The agency operates independently from the U.S. government and oversees five different entities that include Voice of America, broadcasting platforms and the Open Technology Fund. The fund is an independent non-profit organization that focuses on advancing global internet freedom by providing internet access, digital privacy tutorials, privacy enhancement and security tools like encryption.

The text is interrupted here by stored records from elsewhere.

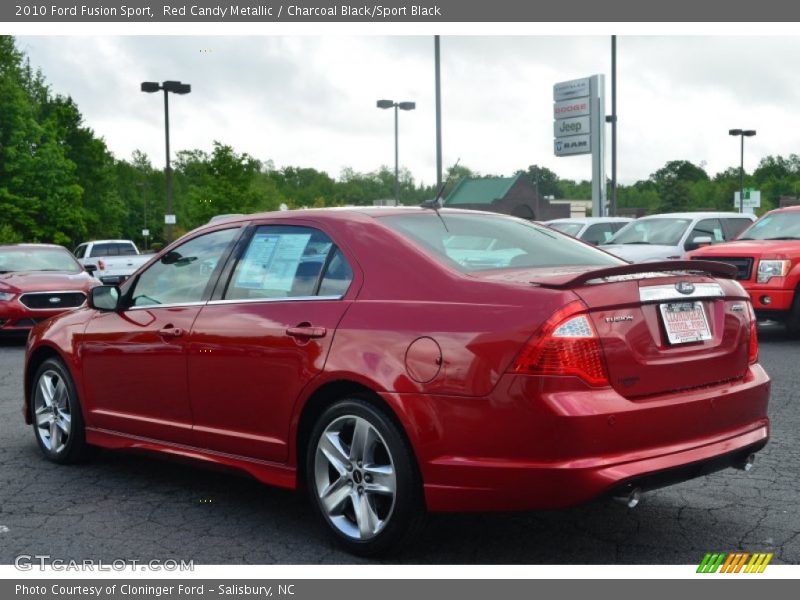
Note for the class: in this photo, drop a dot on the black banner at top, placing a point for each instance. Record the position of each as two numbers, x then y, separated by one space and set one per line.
398 11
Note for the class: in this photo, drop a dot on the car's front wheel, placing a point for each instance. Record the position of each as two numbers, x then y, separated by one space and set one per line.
56 412
362 478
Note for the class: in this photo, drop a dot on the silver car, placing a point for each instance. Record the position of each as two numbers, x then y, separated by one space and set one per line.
594 230
672 235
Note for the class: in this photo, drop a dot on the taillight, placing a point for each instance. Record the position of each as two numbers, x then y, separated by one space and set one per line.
567 344
753 352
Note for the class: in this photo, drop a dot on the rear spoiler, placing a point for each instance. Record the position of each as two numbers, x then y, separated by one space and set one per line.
677 267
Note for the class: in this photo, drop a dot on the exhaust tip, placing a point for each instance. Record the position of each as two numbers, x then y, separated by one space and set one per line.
747 463
631 499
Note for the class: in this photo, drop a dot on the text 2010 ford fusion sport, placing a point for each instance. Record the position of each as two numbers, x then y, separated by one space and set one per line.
398 361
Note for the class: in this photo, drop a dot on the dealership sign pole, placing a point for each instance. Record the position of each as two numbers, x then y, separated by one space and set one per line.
579 128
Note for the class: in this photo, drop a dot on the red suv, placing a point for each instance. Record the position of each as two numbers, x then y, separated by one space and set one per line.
398 361
767 261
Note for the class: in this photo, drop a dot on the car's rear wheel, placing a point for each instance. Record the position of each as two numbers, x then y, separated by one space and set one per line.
56 414
362 478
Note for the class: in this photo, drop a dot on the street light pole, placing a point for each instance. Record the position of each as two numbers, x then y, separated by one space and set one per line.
742 133
175 87
396 159
168 172
396 106
438 84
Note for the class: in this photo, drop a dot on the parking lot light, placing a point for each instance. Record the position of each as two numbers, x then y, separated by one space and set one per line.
176 87
402 106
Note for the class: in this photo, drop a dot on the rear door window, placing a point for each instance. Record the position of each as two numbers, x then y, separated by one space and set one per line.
599 233
286 261
710 228
735 226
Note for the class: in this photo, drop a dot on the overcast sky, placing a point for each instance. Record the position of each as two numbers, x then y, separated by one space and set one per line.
310 100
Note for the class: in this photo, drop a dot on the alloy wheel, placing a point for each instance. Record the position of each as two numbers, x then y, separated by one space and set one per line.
52 412
355 477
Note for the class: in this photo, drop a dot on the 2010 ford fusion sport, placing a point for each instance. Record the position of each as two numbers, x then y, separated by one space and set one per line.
399 361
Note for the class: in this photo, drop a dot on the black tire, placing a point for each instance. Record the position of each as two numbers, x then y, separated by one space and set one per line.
793 320
70 446
389 449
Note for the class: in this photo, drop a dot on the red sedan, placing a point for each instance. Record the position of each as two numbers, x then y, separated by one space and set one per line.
398 361
38 281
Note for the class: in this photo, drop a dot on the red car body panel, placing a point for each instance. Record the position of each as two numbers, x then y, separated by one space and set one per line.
438 347
781 291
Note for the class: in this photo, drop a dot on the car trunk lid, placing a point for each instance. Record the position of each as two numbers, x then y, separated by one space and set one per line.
663 327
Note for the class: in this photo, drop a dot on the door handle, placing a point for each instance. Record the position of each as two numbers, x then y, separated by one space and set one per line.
306 332
170 331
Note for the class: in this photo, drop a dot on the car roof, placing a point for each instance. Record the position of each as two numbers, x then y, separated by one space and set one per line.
698 215
344 212
590 220
787 209
108 242
31 246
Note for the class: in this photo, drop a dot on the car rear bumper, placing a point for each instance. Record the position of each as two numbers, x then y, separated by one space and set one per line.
537 445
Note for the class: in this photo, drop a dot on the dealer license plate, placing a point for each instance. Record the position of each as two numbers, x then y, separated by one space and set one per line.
685 322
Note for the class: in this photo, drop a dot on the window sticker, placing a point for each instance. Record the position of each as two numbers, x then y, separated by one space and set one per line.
271 261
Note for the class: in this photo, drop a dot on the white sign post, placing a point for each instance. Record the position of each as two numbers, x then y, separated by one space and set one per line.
752 199
579 128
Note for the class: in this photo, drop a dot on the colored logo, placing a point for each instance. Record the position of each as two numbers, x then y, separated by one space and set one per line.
738 562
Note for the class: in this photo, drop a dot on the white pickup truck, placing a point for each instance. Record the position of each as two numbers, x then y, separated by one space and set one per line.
110 261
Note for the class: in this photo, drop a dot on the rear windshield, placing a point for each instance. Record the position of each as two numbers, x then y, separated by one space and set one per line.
485 242
777 226
113 249
661 231
569 228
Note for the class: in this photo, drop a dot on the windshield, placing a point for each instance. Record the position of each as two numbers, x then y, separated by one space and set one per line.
666 232
483 242
777 226
37 259
568 228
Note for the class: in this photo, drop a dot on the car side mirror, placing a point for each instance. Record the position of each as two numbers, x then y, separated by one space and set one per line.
699 242
104 297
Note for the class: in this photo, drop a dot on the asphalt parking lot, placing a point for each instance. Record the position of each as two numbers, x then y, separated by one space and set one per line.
126 506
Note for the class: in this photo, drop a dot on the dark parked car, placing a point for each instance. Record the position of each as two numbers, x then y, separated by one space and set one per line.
365 354
38 281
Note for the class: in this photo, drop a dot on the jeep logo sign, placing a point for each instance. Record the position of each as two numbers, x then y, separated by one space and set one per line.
567 127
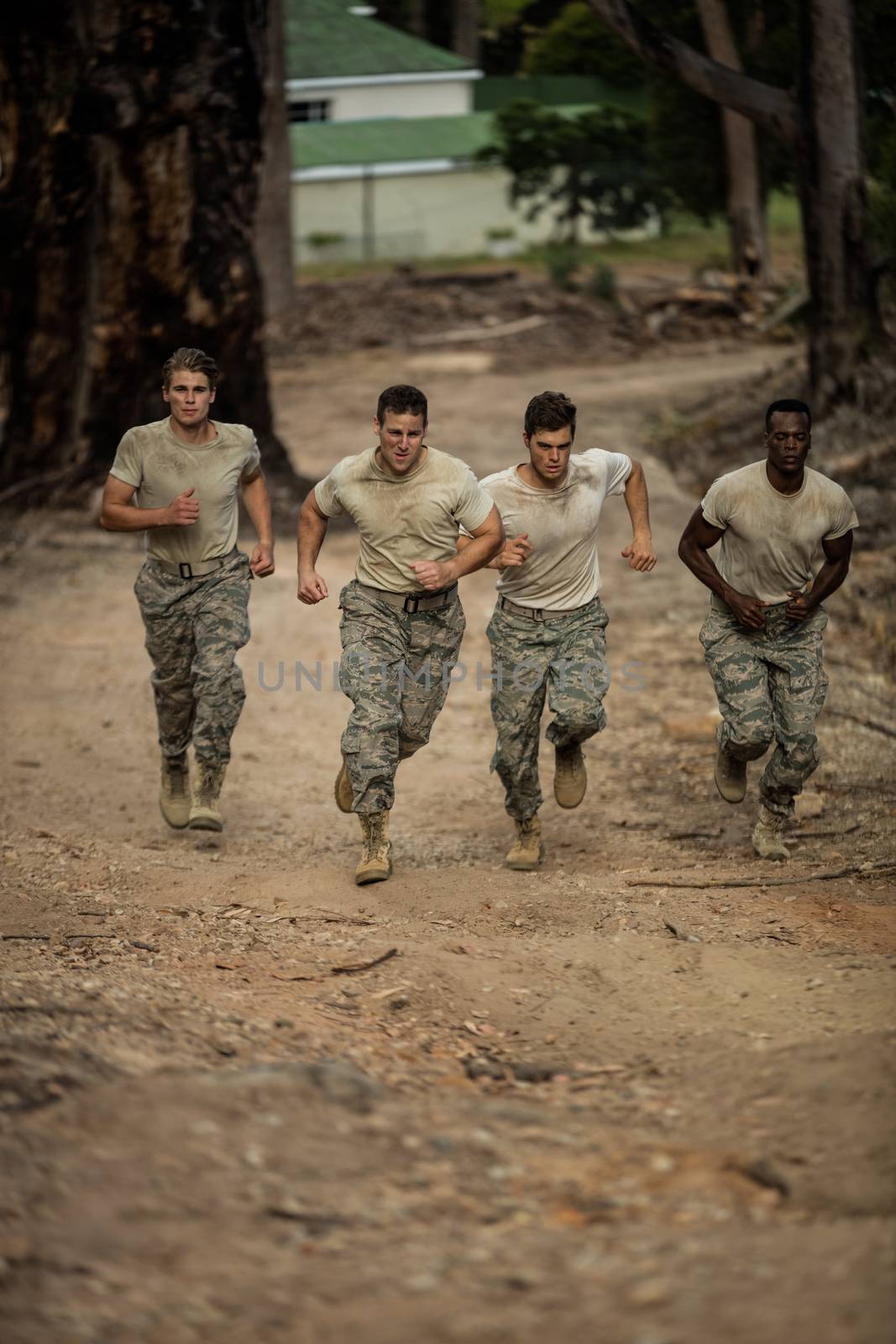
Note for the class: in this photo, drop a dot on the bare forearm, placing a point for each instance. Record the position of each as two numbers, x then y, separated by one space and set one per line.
703 568
828 580
636 497
312 530
477 554
128 517
257 501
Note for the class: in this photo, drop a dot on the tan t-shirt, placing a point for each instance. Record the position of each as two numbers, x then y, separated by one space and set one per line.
163 467
403 519
772 542
562 570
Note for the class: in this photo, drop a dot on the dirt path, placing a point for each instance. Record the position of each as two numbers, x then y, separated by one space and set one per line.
589 1101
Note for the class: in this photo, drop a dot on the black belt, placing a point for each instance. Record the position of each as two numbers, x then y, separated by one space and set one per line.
195 571
414 602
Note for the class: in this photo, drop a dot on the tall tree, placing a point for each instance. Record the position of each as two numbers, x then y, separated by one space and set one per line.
821 124
273 225
129 147
746 206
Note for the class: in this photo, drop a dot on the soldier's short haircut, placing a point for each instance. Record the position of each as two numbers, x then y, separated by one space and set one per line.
195 360
789 403
402 400
550 410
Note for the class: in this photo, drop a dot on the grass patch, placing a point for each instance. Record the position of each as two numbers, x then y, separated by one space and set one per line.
687 241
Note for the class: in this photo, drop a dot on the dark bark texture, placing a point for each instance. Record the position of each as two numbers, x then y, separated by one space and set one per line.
130 144
273 228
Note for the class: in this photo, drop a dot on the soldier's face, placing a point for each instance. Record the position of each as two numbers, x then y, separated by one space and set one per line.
550 454
401 441
788 443
190 396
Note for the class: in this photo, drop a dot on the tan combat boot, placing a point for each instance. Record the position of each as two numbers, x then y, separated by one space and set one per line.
204 813
731 777
768 835
527 851
174 796
570 779
343 790
376 855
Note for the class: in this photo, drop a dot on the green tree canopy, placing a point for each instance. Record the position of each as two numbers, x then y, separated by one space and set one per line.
587 167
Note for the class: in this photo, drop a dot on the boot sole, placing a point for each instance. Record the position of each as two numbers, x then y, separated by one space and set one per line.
175 826
363 879
526 864
338 788
203 822
736 793
569 803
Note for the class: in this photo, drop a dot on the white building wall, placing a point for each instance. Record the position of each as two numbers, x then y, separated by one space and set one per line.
390 97
436 214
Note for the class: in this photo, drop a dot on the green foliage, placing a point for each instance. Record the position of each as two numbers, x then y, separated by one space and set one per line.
591 165
577 44
602 284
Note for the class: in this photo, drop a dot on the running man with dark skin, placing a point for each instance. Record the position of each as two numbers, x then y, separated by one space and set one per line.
402 620
786 537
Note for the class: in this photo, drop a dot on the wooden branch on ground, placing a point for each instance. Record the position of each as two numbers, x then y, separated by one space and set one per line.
875 725
364 965
774 109
851 870
468 333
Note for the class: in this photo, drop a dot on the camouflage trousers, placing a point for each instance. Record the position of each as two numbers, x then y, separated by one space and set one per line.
772 685
396 669
563 659
194 629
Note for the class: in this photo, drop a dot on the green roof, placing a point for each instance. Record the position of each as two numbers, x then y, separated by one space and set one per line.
325 144
318 144
324 39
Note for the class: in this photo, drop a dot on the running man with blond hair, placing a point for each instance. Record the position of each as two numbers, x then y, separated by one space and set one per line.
179 480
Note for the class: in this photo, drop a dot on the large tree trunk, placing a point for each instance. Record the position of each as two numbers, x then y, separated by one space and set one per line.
746 212
835 203
273 228
822 128
129 141
465 35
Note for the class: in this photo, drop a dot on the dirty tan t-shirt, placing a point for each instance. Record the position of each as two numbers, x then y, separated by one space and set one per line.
562 571
403 519
772 542
163 467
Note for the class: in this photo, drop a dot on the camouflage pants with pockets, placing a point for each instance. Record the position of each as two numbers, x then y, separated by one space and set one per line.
563 659
396 669
194 629
772 687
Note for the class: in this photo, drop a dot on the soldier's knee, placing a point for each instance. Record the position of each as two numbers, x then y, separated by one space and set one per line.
748 741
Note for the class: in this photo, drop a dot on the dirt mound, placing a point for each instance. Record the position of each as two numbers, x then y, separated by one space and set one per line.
521 319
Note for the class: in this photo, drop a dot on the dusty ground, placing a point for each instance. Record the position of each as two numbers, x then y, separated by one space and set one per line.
644 1095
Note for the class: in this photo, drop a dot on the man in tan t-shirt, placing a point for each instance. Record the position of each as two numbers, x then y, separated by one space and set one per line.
547 632
186 475
402 620
786 538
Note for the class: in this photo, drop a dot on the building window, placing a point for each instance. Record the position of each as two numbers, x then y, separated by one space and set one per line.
315 111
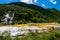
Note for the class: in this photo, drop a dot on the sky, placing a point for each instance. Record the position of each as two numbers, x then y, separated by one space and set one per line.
42 3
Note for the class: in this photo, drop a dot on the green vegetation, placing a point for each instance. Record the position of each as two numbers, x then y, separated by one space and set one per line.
51 35
29 13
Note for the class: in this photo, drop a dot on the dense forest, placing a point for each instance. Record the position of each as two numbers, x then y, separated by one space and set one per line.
29 13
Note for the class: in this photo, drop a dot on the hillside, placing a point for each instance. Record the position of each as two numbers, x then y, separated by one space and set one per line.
29 13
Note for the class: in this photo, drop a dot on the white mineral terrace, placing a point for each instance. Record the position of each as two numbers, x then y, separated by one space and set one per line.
20 30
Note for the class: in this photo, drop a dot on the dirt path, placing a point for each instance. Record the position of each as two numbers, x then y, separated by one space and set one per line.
58 38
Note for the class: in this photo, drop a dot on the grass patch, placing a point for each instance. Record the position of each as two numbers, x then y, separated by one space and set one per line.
51 35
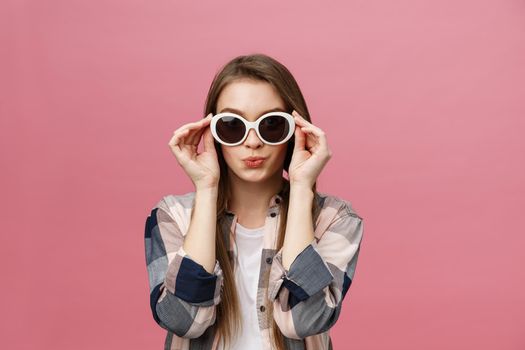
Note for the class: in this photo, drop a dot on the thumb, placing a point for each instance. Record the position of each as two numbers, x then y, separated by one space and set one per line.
299 139
208 140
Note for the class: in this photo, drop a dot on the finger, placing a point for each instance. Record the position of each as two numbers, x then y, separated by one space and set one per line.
299 139
196 125
303 122
196 134
177 137
209 145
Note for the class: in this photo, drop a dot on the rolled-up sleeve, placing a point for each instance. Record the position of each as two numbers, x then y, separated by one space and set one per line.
183 295
307 298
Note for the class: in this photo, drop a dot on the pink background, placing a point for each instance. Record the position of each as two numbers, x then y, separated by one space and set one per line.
423 105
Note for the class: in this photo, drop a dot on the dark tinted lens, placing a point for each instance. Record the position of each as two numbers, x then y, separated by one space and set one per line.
274 128
230 129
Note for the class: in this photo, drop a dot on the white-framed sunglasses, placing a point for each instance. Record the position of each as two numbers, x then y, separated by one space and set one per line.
273 128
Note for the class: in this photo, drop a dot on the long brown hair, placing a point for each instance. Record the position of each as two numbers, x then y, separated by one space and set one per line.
259 67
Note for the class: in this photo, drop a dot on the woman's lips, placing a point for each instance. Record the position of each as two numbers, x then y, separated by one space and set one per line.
254 163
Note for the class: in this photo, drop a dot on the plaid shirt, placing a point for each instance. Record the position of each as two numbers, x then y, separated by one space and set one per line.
307 299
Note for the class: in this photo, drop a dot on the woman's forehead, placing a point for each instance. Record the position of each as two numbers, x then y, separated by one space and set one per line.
249 98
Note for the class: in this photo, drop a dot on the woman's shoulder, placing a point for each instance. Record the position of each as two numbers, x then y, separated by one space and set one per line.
335 204
178 206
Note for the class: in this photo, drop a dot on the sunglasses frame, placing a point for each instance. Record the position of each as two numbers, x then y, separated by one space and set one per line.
252 125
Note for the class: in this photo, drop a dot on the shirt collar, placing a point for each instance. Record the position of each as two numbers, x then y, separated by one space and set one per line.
275 201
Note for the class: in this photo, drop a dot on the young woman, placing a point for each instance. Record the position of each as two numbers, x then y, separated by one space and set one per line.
251 259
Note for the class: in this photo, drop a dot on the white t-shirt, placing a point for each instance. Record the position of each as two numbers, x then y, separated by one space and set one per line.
249 251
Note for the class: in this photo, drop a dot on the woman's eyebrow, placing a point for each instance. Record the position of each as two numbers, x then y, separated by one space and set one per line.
241 113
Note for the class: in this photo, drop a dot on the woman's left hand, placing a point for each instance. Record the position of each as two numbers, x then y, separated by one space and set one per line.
310 155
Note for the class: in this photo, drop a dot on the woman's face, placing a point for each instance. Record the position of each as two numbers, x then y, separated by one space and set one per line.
251 99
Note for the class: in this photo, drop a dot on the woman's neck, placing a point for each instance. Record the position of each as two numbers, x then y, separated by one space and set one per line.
250 200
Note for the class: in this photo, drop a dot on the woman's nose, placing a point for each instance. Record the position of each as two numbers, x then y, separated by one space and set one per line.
252 140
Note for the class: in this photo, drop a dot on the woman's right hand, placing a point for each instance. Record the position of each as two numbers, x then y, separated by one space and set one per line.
202 168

These tools have been integral in preserving internet freedom for LGBTQ people abroad, especially in places where it’s unsafe or illegal to be LGBTQ.

Bennett, 69, was named VOA director in 2016 and resigned from her post in June 2020 after conservative documentary filmmaker Michael Pack was confirmed as the agency’s CEO during the Trump administration.

Under Pack’s tenure, several technology freedom experts said the former CEO thwarted the Open Technology Fund’s efforts abroad by freezing funds. Pack also ignored a House subpoena for an oversight hearing that was meant for him to address mass firings, withholding congressionally approved funds and other questionable activities.

Pack stepped down at Biden’s request in January, and the president named Kelu Chao, a VOA veteran journalist, as Pack’s replacement and interim CEO.